One bullet. This one bullet made history when it pierced the head of 15-year-old Malala Yousafzai as she was returning home from school in Pakistan’s Swat Valley. This one incident turned a relatively unknown teenager into a worldwide household name as she received the Nobel Peace Prize and shone a spotlight on the barbarity of the Taliban.
We take a walk down memory lane as part of Firstpost’s _History Toda_y and recount how Malala Yousafzai was shot at, almost killing her.
October 9 is also marks the day when India’s perhaps ‘kindest’ businessman Ratan Tata breathed his last, as well as when socialist revolutionary and guerrilla leader Che Guevara, age 39, was killed by the Bolivian army.
Taliban tries to silence Malala Yousafzai
Malala Yousafzai was like any ordinary girl living in Pakistan’s Swat Valley.
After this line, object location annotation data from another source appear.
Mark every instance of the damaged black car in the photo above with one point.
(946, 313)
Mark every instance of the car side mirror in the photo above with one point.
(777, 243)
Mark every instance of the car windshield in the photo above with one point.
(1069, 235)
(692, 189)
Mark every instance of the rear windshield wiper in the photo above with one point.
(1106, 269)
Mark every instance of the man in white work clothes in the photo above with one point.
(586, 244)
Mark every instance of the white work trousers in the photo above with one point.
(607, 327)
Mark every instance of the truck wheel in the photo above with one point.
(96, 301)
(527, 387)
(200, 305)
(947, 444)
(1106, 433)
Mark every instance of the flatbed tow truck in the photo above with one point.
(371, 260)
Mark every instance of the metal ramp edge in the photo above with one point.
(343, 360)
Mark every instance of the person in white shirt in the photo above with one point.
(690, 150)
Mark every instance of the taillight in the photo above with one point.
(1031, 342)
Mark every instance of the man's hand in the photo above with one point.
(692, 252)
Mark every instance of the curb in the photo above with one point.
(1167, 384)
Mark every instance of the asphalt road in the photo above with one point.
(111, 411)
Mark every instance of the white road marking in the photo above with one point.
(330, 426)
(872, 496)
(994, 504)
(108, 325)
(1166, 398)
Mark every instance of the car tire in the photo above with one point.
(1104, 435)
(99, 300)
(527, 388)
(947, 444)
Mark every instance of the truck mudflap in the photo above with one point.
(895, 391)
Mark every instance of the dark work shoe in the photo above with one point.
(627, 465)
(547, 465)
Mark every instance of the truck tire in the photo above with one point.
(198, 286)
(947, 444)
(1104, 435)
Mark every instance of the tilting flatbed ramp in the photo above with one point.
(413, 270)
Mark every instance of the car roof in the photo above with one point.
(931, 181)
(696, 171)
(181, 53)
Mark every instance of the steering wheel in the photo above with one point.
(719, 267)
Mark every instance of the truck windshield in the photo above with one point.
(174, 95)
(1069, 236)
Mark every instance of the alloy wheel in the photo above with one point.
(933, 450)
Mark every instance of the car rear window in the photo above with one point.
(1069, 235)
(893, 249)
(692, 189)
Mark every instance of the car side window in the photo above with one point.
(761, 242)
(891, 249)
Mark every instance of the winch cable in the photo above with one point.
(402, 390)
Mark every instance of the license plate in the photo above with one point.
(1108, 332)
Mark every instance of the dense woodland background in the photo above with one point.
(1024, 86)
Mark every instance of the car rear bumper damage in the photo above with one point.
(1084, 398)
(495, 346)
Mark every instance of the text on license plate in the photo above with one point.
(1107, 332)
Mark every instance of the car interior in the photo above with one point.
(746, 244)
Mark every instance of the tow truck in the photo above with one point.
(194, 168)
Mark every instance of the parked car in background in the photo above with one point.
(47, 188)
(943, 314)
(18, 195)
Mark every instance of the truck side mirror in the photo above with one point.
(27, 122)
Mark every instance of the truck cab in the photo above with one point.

However, raised by progressive parents, Malala chose not to remain silent against the prohibition on the education of girls that was imposed by the Tehrik-e-Taliban Pakistan (TTP; sometimes called Pakistani Taliban).
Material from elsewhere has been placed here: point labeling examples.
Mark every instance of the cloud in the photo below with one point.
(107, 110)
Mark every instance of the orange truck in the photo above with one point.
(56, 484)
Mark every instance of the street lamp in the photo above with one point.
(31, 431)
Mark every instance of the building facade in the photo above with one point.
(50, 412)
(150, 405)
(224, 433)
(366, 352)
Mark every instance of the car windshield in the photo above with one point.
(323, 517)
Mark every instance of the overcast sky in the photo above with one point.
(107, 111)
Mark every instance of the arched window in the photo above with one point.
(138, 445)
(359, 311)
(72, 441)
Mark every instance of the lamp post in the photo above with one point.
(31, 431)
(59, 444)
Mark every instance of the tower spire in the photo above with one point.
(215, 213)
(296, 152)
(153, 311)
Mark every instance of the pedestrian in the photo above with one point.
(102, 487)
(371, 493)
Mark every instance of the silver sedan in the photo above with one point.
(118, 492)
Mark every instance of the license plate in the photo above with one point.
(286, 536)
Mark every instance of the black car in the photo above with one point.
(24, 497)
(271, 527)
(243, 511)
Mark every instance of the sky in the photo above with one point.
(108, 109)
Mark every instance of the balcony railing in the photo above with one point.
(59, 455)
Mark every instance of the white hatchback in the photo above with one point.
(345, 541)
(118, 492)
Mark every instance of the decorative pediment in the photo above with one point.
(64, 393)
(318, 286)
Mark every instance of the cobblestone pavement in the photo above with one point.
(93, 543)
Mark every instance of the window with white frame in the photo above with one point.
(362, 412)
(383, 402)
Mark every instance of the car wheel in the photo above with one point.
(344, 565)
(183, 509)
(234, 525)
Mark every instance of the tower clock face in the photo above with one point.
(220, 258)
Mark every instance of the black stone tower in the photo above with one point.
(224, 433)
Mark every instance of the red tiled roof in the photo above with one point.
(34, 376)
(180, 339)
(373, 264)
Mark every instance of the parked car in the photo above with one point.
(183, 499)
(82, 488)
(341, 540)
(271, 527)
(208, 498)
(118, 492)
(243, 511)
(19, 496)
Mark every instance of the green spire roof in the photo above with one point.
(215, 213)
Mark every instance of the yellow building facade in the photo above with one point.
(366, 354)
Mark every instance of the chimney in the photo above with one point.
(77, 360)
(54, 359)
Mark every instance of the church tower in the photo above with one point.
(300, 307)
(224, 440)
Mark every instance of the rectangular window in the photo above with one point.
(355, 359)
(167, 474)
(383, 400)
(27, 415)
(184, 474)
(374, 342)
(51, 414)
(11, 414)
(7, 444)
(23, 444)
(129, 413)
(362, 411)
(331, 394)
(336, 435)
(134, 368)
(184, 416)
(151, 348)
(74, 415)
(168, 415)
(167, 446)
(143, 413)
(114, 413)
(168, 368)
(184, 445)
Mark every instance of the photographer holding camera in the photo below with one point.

In early 2009, when she was 11, she wrote a blog under her pseudonym Gul Makai for the BBC Urdu to detail her life during the Taliban’ s occupation of Swat. Her continuous activism for girls’ education soon caught the attention of the Taliban.
On October 9, 2012, when she was just 15 years of age, she was returning home from school in a bus full of girls when gunmen halted the van. One of the gunmen then yelled, “Which one of you is Malala? Speak up, otherwise I will shoot you all.”
Upon being identified, Yousafzai was shot at three times. One of the bullets entered and exited her head and lodged in her shoulder. Malala was seriously wounded.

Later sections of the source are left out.